2010-06-09

Russian Mathematical Genius Confused by Simple Algebraic Equation

Russian mathematician Grigoriy Perelman has ignored an invitation from the Clay Mathematical Institute to come to Paris to receive a $1 million prize for the resolution of the Poincaré conjecture.

Of all the seven Clay's Millennial prizes up for grabs, only the Poincaré conjecture has been solved. The following video briefly describes the efforts made to come up with a solution:


When Perelman refused the Fields medal in 2006, it was the open question around the scientific community whether he would also do the same for the Millenium prize. Fields is worth a mere $15,000 [in Canadian dollars, that is! -ed], and with an almost guaranteed Clay award coming his way it was thought the first refusal could be political while in the second case he'd take the money.

Now, however, it seems Perelman is just batshit crazy -- which in fact is not an incredibly shocking thing for anybody who follows the career of mathematical or physics geniuses. Excluding, of course, the author of this blog, whom all can agree is perfectly reasonable. If nothing else, I understand this key equation that Perelman has difficulty with:


Bonus Clay Millennium Prize Info:

The P=NP Problem is probably the most important of the Clay problems: the Clay website explains that even far-flung future supercomputers could never use brute force to achieve a simple goal like planning the optimum NHL schedule...but if P=NP can be (constructively) solved, they won't have to. It turns out to also have the coolest way to prove it: play a lot of minesweeper. Disclaimer: This won't actually help.

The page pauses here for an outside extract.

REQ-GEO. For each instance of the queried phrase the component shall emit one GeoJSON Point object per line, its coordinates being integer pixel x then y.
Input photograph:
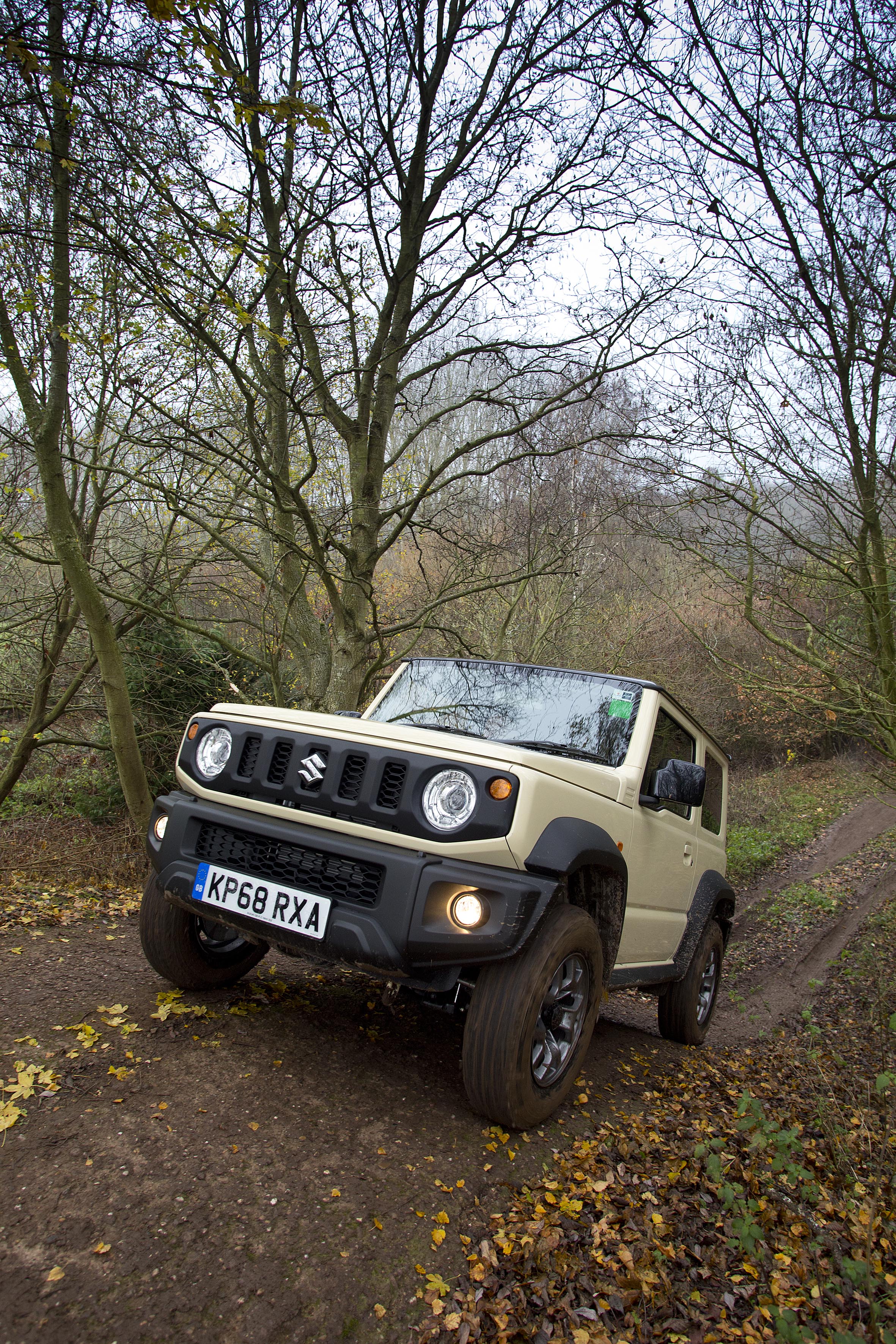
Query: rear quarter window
{"type": "Point", "coordinates": [711, 811]}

The only Clay problem I've worked on personally, mostly during hot showers, has been the Riemann Problem. The best thing about this problem is that after it baffles you for a few dozen hours in Rutherford Library at the cost of several angrily-broken pencils, you can gain future notoriety by writing a letter claiming to have solved an even harder problem, write a whole bunch of unrelated papers with densely packed margins of half-proofs and notes, and people will believe you did it for ninety-eight years. It's also fun to alternate between proofs that it is true versus proofs that it is false, since the latter case makes you seem evil and badassed. Disclaimer: Though it won't break internet security, it'll just piss off a lot of people who expect their prime numbers to distribute evenly.